FaceBook is not social media, because FaceBook users do not actually communicate very much to each other using it. Instead, it is social networking. FaceBook users use FaceBook principally to show each other who are their friends, and by doing this, they show each other (and perhaps more importantly, they show themselves) what sort of person they really are.
The national security problem comes from the fact that the combined FaceBook pages of all the people who work for the government, the military, and all their friends, provide a quite comprehensive picture of the social network of those people. And for anyone who has access to the statistics about real-time use of the system, the amount of "useful" information is mutiplied a hundredfold or more.
I wrote "useful" because the only uses to which such information can be put are in fact misuses or abuses. The national security problem stems from the fact that the FaceBook servers have access to a dynamic view of the social network of the civil service and the armed forces of any country in which FaceBook is widely used. So any agency which has access to the FaceBook servers and the client datastreams can use that data to identify potential targets of surveillance, harrassment, bribery, blackmail, torture or assassination.
For example, an agent A could know who a particular functionary F of a particular government ministry is going to have drinks with this evening, and where and when. Now what if they also know that the functionary is very, very interested in some other person M, but has never had direct contact with her. Now imagine that the agent A has access to a good friend G of that other person M. They instruct the friend G to take the other person M to that place that evening, and thereby introduce the agent A and the third party G to the functionary. Perhaps without the other person M even knowing she was involved, and very probably without raising any suspicions on the part of the functionary F who may well feel it was he who made the contact between the two groups, motivated by his interest in M. The functionary F would not then have the slightest suspicion that his meeting with A had been arranged in any way. The agent A could then proceed to cultivate a relationship with the functionary F and win some confidence, perhaps with a view to later bribery or blackmail.
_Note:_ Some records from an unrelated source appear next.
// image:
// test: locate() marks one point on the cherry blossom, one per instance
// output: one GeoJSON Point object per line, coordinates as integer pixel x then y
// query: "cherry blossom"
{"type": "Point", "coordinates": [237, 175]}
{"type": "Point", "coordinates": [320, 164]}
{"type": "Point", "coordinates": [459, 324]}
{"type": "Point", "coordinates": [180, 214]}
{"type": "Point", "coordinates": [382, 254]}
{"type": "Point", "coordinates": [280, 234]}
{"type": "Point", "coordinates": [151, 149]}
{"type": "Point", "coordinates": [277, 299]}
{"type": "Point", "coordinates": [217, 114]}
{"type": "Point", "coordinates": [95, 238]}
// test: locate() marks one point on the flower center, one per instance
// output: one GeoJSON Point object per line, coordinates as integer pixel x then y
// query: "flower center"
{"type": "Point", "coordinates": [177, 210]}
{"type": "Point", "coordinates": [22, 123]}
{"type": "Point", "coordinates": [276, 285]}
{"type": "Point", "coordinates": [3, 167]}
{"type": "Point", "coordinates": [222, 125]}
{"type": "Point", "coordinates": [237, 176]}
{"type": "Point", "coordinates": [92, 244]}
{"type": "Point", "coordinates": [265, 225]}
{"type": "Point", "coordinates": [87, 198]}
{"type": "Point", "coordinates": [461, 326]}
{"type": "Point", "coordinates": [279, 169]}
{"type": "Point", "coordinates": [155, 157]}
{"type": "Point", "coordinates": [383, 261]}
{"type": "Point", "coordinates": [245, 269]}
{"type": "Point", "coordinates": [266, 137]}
It's easy to make up more elaborate stories. Perhaps we need someone to write some into a really good tele-novela, or a bestselling thriller, to get people to pay attention to the problem. It is serious.
Now you don't actually need access to the FaceBook servers to do this sort of thing. All you need is a critical mass of "silent FaceBook friends" of employees of the civil service and armed forces and their friends, and the FaceBook rules will allow this network of silent friends compile a database almost as good as the one the FaceBook servers have.
The solution is to develop the transparent, secure communications system I mentioned in the earlier post today.